Does sound travel faster in space?
Category: Space Published: February 14, 2013
Sound does not travel at all in space. The vacuum of outer space has essentially zero air. Because sound is just vibrating air, space has no air to vibrate and therefore no sound. If you are sitting in a space ship and another space ship explodes, you would hear nothing. Exploding bombs, crashing asteroids, supernovas, and burning planets would similarly be silent in space. In a space ship, you could of course hear the other passengers because your ship is filled with air. Additionally, a living human will always be able to hear himself talk, breath, and circulate blood, because the air in his space suit which sustains his life also transmits sound. But two astronauts in space suits floating around in space will not be able to talk to each other directly no matter how hard they yell, even if they are only inches away.
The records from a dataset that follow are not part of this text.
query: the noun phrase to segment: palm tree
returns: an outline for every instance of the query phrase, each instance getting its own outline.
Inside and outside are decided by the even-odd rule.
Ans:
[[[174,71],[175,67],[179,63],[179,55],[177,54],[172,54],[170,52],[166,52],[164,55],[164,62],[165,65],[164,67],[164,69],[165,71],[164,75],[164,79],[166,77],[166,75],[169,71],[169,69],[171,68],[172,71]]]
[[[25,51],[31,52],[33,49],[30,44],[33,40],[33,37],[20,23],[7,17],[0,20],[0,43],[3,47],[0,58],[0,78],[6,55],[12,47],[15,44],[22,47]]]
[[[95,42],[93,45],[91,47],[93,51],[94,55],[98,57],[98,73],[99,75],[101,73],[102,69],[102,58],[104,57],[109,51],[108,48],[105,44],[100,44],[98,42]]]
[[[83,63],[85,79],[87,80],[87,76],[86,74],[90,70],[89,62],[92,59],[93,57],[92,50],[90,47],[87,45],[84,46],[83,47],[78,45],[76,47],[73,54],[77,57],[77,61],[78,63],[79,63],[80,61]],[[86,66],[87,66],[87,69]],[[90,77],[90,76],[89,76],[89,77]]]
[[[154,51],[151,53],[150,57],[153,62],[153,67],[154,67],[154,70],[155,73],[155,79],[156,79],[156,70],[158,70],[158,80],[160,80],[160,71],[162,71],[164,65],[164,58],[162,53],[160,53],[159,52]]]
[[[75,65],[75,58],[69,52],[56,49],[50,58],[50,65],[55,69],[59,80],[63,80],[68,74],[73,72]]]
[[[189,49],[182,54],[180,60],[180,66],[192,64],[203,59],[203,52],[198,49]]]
Their inability to talk directly is not caused by their helmets getting in the way, but is rather caused by the vacuum of space not carrying sound at all. That is why space suits are equipped with two-way radio communicators. Radio is a form of electromagnetic radiation just like light and can therefore travel through the vacuum of space just fine. The astronaut's transmitter converts the sound waveform to a radio waveform and sends the radio waves through space to the other astronaut, where is it converted back to sound for the other human to hear. I suspect the entertainment industry portrays this principle incorrectly on purpose for dramatic effect. A silent exploding space ship is not as dramatic as a booming one.